Energy Articles and Issues that Affect our Energy Future
Submitted by Bill on December 18, 2007 - 5:50pm
Since I read science journals and study the questions of energy, oil, fossil carbon, and alternative energies on a daily basis, I'm always running across new articles and ideas that strike me as at least interesting, and sometimes very, very important.
So I'm starting a thread to discuss energy issues and articles that aren't specifically about oil, but which directly affect the future of our energy supply.
The first article to follow...

"Coal Ash is More Radioactive Than Nuclear Waste" Sci-Am
I have a friend, who, naturally, works in the nuclear industry, who has been telling me this for years - the waste from coal burning electrical generators is more radioactive and more dangerous than the waste from nuclear generators.
This Scientific American article from today restates this claim. Not only is coal mining dangerous for the environment, and coal pollutants dangerous for the environment (causing both many human deaths from lung disease, and significant damage to property and agriculture and the environment from acidic rain), but coal plants irradiate the people living near them at higher levels than nuclear plants.
The title of the article seems disingenuous - the article really doesn't address the nuclear waste that worries people - the high level waste that we still havn't figured out how to dispose of safely, so it just sits in tanks and casks in buildings around the nuclear plants.
And Scientific American has been accused many times of basically being the voice of industry, which is probably true enough. This article seems like an apology for the nuclear industry, and the research that this article is based on is old, from 1978 in fact.
But, apology for nukes or not (and I would say that it is), it does underscore a fact we have to face - all sources of energy are going to have costs. if we go with wind, birds die. Solar manufacturing produces pollutants.
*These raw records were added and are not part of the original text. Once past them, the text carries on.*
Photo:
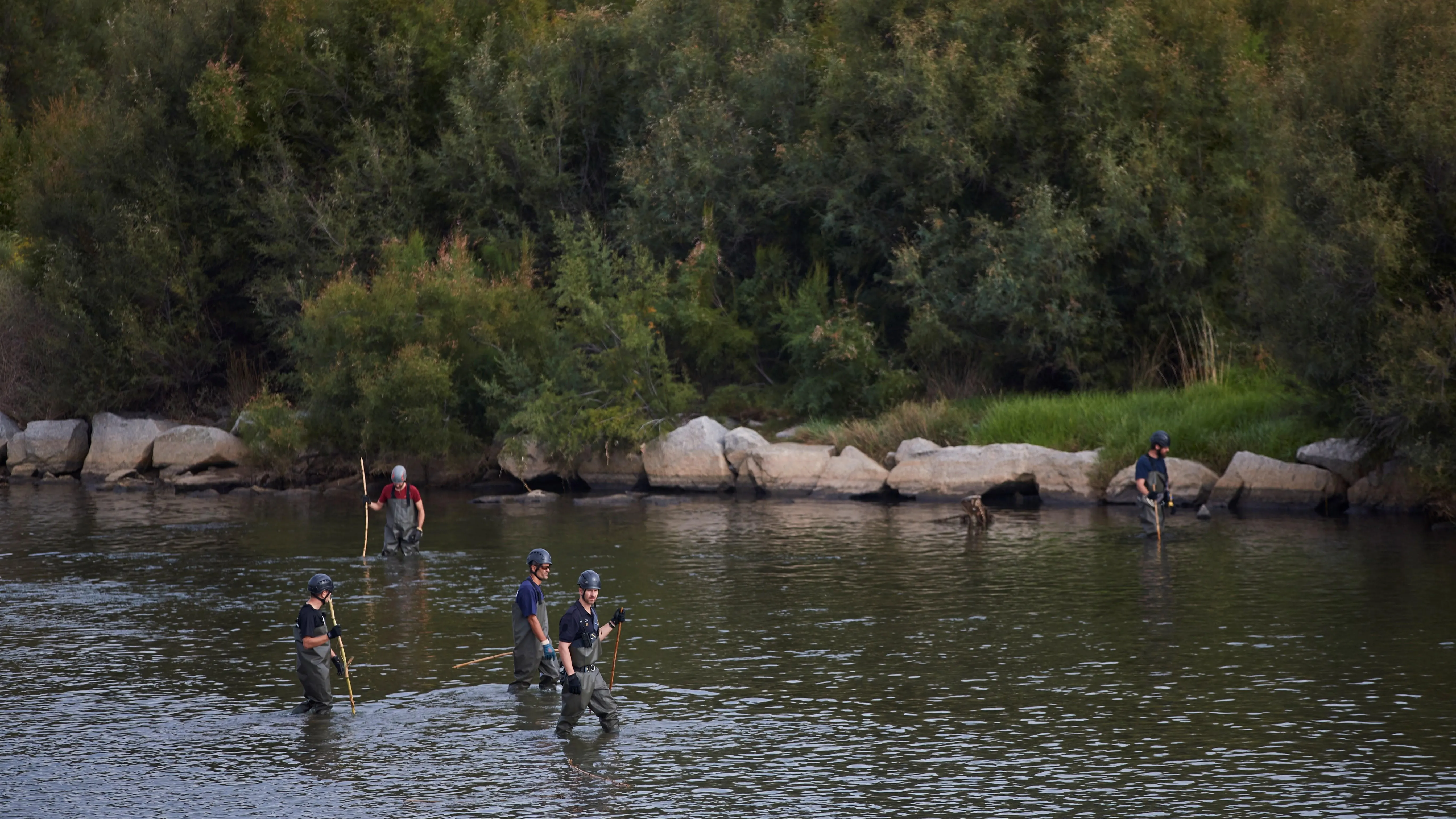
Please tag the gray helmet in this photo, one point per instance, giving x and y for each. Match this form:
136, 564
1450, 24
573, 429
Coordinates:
320, 584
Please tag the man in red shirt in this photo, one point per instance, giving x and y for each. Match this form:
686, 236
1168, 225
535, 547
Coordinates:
404, 515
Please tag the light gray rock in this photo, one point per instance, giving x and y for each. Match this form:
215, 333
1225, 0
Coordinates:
619, 470
50, 446
1192, 483
689, 458
851, 474
121, 444
526, 460
1342, 457
787, 468
912, 449
957, 471
1392, 487
1256, 482
193, 446
737, 445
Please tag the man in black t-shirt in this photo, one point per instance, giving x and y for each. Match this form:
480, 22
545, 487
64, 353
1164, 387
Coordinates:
580, 648
311, 639
1151, 477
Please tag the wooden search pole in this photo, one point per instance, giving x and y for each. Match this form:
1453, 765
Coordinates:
346, 658
484, 659
615, 646
365, 479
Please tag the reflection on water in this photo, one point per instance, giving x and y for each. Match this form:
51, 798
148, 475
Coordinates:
817, 659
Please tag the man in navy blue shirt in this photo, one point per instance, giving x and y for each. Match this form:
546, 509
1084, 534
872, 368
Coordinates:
582, 639
533, 651
1154, 489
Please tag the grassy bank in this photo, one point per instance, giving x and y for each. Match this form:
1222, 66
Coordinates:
1209, 423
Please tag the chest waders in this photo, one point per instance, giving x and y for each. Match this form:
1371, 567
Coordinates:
595, 693
1151, 508
528, 655
314, 672
400, 521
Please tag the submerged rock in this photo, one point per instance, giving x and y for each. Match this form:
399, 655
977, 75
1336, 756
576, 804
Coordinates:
121, 444
851, 474
618, 470
1342, 457
1192, 483
526, 460
957, 471
787, 468
1256, 482
50, 446
689, 458
191, 446
1392, 487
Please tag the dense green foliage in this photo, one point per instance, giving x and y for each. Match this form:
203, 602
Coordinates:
743, 206
1208, 422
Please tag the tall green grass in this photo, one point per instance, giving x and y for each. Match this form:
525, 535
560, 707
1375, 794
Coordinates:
1208, 423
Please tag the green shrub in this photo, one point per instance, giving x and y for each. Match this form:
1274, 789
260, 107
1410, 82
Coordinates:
273, 431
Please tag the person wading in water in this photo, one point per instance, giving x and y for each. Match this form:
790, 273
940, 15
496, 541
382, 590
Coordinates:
580, 648
404, 515
311, 638
1152, 483
533, 651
Fossil carbons contain pollutants, and produce greenhouse gas when burned.
Our society has a lot of thinking and research to do, to prepare for our energy future.
The CEO of Shell OIl discusses Climate Change & End of Cheap Oil
In what has to be considered a remarkably far-sighted move, the CEO of Shell oil has written a letter to all Shell employees, which he says is meant for open external distribution to the public, in which he discusses Carbon and the future of the oil industry.
It's a brilliant letter.
Monbiot on the Citibank Peak Oil Report - "Is There A Plan?"
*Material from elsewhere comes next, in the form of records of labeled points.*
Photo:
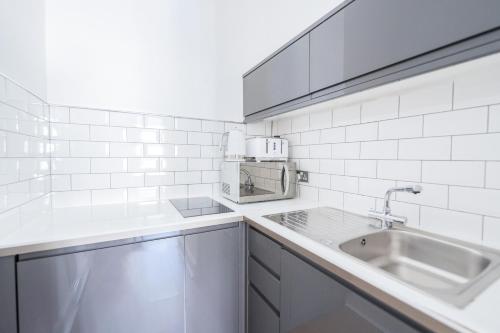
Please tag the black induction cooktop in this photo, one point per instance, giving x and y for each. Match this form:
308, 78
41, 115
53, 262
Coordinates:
198, 206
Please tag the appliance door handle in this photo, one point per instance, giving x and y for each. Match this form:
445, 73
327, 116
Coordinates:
285, 179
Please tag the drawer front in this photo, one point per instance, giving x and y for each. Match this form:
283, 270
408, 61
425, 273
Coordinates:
261, 317
265, 250
265, 282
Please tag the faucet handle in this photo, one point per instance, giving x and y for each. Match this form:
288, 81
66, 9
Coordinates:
386, 219
378, 218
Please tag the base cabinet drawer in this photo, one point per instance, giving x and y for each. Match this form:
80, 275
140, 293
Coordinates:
261, 317
265, 282
267, 251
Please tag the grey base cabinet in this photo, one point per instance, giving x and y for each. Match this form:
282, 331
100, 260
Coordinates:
186, 282
297, 297
8, 316
131, 288
312, 301
212, 282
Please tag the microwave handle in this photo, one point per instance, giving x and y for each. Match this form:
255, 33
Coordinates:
285, 179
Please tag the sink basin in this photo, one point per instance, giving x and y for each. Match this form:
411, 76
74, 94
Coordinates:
453, 271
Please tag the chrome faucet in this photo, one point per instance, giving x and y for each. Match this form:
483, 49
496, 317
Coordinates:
385, 216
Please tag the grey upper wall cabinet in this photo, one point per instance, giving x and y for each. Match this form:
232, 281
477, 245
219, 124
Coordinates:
275, 82
368, 35
366, 43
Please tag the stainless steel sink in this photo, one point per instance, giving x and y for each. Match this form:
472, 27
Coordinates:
451, 270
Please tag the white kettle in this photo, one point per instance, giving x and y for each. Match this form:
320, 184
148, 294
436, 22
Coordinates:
235, 145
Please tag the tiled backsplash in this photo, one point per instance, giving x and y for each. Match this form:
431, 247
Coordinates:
444, 135
24, 146
103, 157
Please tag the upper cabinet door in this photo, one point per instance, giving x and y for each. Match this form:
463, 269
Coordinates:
368, 35
283, 78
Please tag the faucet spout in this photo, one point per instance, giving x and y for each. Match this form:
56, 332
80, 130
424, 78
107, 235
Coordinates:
385, 216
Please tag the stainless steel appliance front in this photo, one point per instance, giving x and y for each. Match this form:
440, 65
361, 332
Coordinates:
244, 182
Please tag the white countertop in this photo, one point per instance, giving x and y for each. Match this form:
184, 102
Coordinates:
45, 228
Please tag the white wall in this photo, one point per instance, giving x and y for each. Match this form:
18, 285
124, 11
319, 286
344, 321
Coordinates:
145, 56
169, 57
22, 43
A short time ago Citibank released a private report on the oil supply, one that few people have seen and the media hasn't yet reported. But some people HAVE read it, and what it seems to be saying is that peak oil is happening, it's happening now, and investors had better prepare for it.
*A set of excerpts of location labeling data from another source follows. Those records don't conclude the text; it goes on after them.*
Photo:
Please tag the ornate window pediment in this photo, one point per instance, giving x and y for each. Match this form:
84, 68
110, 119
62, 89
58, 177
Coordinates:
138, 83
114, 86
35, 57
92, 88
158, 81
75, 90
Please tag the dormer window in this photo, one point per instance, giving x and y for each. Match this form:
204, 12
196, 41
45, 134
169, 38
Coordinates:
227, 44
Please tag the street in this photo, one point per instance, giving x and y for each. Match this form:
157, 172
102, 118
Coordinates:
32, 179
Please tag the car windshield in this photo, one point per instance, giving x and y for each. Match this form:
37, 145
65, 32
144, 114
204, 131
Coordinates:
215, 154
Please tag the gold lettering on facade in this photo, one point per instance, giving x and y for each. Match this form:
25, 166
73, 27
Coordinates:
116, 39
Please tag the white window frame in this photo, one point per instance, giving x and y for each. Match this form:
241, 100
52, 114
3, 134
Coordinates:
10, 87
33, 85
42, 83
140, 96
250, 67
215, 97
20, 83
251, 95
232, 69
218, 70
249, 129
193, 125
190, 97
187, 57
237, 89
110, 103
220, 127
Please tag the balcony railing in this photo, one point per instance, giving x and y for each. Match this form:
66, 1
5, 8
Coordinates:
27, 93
It's not easy to see the actual report - but it has finally been posted to the net, and here's a link to the pdf - http://peakoil.solarhorizons.com/reports/Citi-Oil-Report.pdf
The report is in finance-speak, so it's not intended to be easy to understand for the layman. British commentator George Monbiot has offered a summary, parts of which are included in the Alternet Artcle below.
http://www.alternet.org/environment/76782/
Monbiot tells us that the only plans that the Governments of the world seem to have to deal with peak oil, and a declining oil supply, is to switch to biofuels. But, he says, the recent reports on the economics and the greenhouse gas impacts of biofuels (summary - the economics are not good, and biofuels create more greenhouse gasses in their production than petroleum does) shows us that the government's proposed solution of biofuels probably won't work, and at the very least, it will raise up a whole host of new problems.
Not the least of which would be worldwide food shortages and dramatic food price increases. The prices of grains worldwide right now are at all time highs, and the reserve of stored grains are at all time lows - never in the past 60 years has our food supply been in the fragile state it's in right now. Some of the grain shortages are due to global warming and, but some can be directly attributed to the ethanol industry, which is still in the baby stage. How high will food prices go if we HAVE to replace declining oil supplies with food-based fuel?
Here's more from Monbiot on the biofuels problem:
So, what's the summary? It's pretty simple. There are no easy solutions - so we better start looking at some of the hard solutions. We will have to switch to an electricity economy, rather than a chemical liquid fuel based economy. We have to redesign cities, abandon the suburbs, and start inventing a new lifestyle to replace the wasteful oil lifestyle.
This will take a crash program of experimentation and invention. And the sooner we face what is happening, and get started inventing a new way of life, the better off we are going to be. And the more secure Pennsylvania and this nation will be.